Dari pengamatan saya terhadap pemerintahan Indonesia saat ini, saya berpendapat bahwa orang-orang bersekolah bukan untuk mencari keadilan dan kesejahteraan sekalipun sekolah dibidang hukum, melainkan untuk mencari harta kekayaan (uang).  Jika kita lihat berdasarkan kenyataan dinegara kita ini, orang-orang bersekolah tinggi-tinggi hanya untuk mencapai suatu tujuan yaitu agar bisa korupsi, tidak tergantung pada jurusan, dengan pengertian orang-orang bersekolah setingi-tinginya dengan tujuan agar mendapat suatu kedudukan yang tingi juga, sehingga bisa melakukan korupsi.


III. PENUTUP
Manusia memiliki akal dan budi yang dapat dikembangkan untuk dapat mempertahankan kehidupannya didunia ini. Pendidikan tidak hanya melalui sekolah, tetapi juga melalui pengalaman. Seseorang dapat belajar dari pengalamannya dalam kehidupan yang dilalui. Melalui pengalaman, seseorang akan mampu mengevaluasi dan menjadikan hasil evaluasinya sebagai pelajaran untuk masa yang akan datang. Itu sebabnya ada kata bijak mengatakan “pengalaman adalah guru yang paling baik”. Tetapi pada saat zaman sekarang ini pendidikan sudah lebih banyak diperoleh dan dilakukan dilembaga pendidikan (formal maupun nonformal). Hal itu mungkin terjadi karena setiap lapangan pekerjaan selalu saja menanyakan tamatan setiap pelamar pekerjaan. Padahal tidak jarang terjadi, orang yang tidak memiliki sekolah yang tinggi memiliki Sumber Daya Manusia yang tinggi, begitu juga sebaliknya.
Lembaga pendidikan formal diantaranya adalah sekolah dan atau yayasan pendidikan yang terdiri dari jenjang Sekolah Dasar (SD) sampai Perguruan Tinggi (PT), sedangkan nonformal dapat berupa bimbingan belajar (privat), ekstra, dan sebaginya. Lembaga pendidikan formal (sekolah-sekolah maupun perguruan tinggi) memiliki visi dan misi masing-masing yang dirancang sedemikian rupa untuk menciptakan manusia yang memiliki sumber daya yang bagus.

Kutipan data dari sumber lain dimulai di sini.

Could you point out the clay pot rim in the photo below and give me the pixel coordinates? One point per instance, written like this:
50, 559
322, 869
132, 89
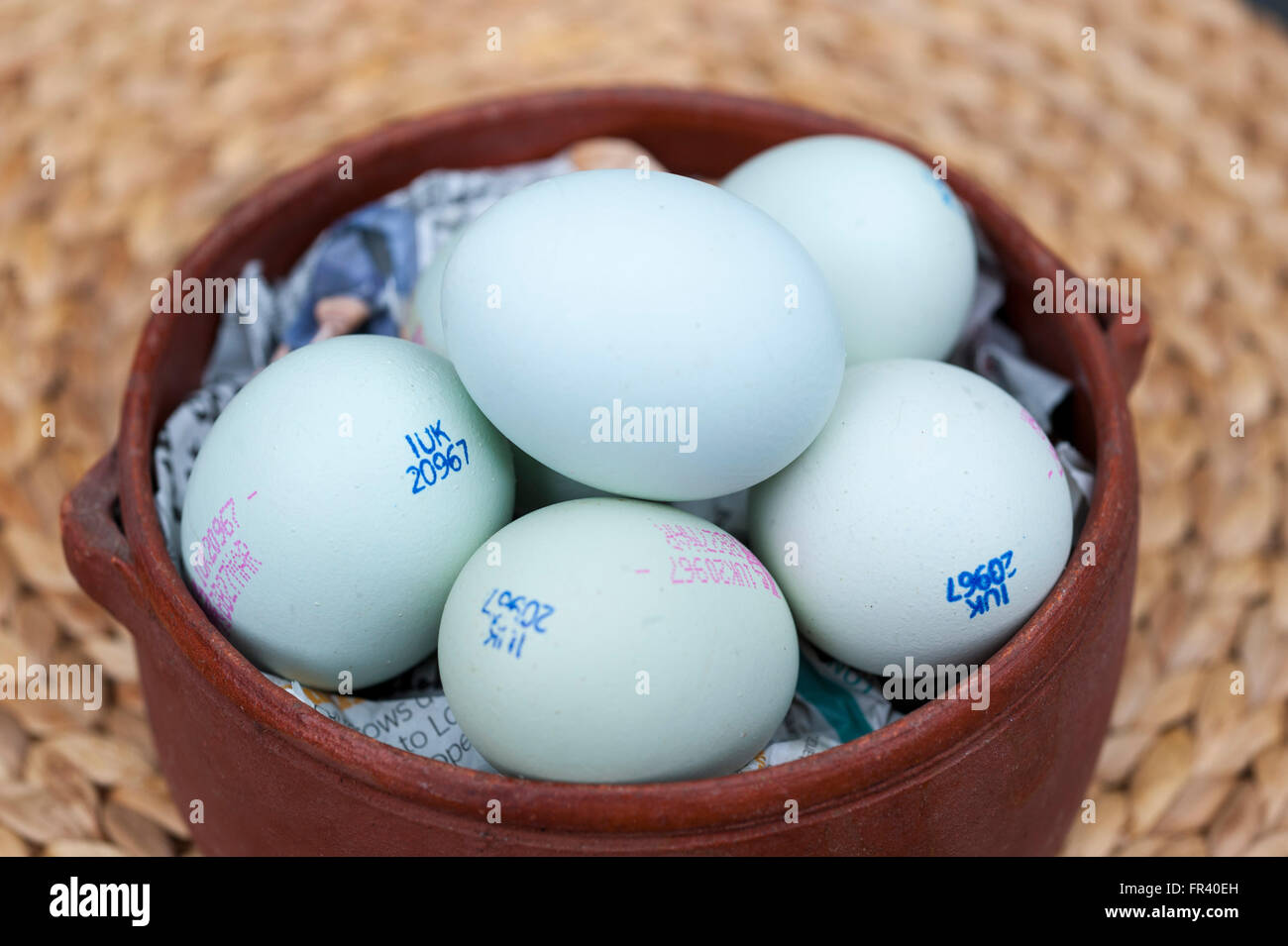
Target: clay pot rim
907, 749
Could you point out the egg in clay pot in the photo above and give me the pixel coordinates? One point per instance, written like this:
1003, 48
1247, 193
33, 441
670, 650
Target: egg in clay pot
610, 640
927, 520
333, 504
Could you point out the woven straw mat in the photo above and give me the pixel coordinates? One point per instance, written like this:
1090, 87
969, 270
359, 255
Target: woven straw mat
1119, 158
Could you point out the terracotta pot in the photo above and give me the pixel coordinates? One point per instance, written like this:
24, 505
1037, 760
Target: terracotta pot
275, 778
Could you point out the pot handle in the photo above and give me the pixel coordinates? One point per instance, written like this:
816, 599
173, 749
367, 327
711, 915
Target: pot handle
95, 547
1127, 343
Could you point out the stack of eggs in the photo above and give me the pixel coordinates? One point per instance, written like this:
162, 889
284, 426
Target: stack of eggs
642, 339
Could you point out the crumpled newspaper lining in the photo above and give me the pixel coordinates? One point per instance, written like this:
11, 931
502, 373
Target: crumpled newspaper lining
833, 703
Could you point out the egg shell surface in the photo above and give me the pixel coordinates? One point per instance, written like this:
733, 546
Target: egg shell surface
892, 239
333, 504
927, 520
617, 641
653, 338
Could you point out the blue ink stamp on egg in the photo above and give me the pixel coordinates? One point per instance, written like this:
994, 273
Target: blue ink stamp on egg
510, 619
945, 193
984, 587
436, 460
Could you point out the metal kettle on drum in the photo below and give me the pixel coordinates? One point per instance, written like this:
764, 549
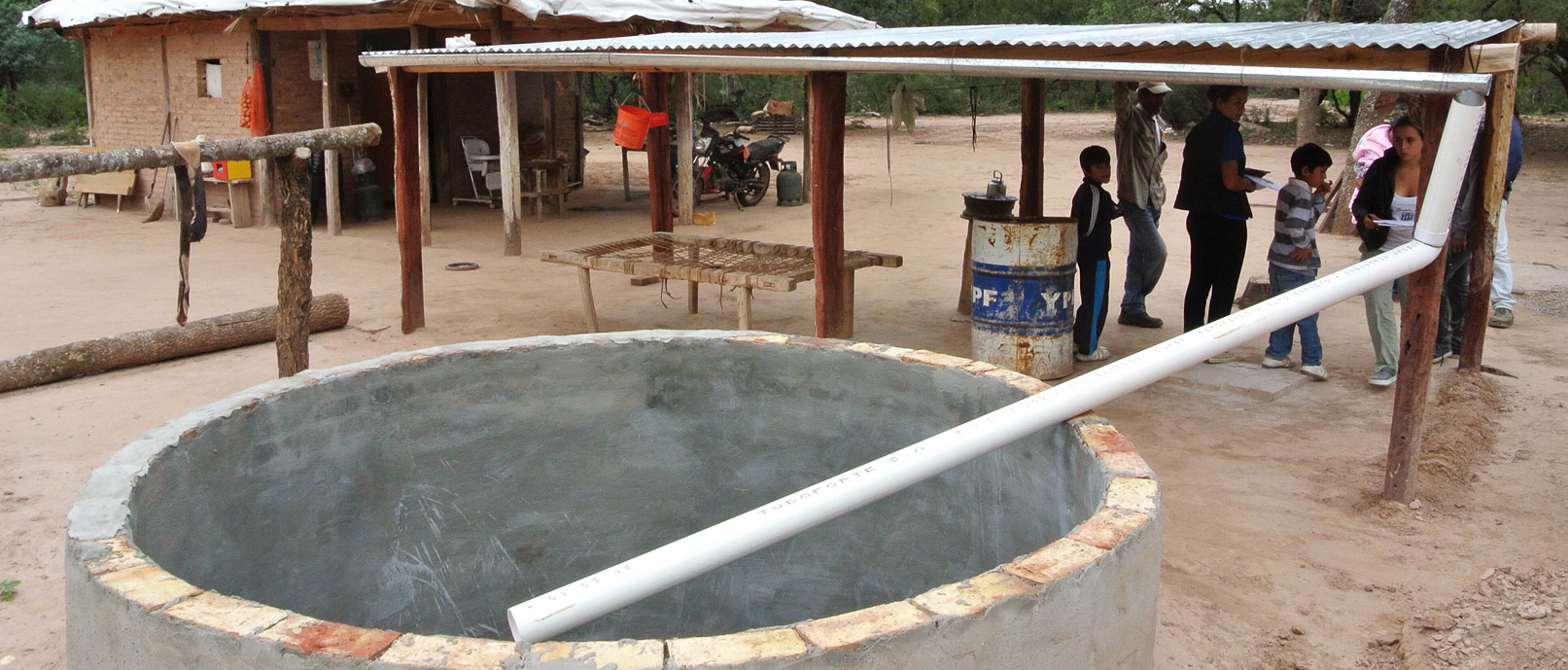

Seharusnya tujuan akhir sebagai hasil dari pendidikan itu tidak menjadi senjata untuk berburu harta kekayaan dengan cara yang menghalalkan segala cara, meskipun melanggar nilai dan norma serta Hak Azasi Manusia, melainkan tujuan akhir dari pendidikan itu seharusnya menjadi senjata untuk menghadapi perkembangan zaman dan agar mampu bersaing secara sehat, juga untuk menegakkan keadilan, sehingga tercipta masyarakat yang adil dan makmur.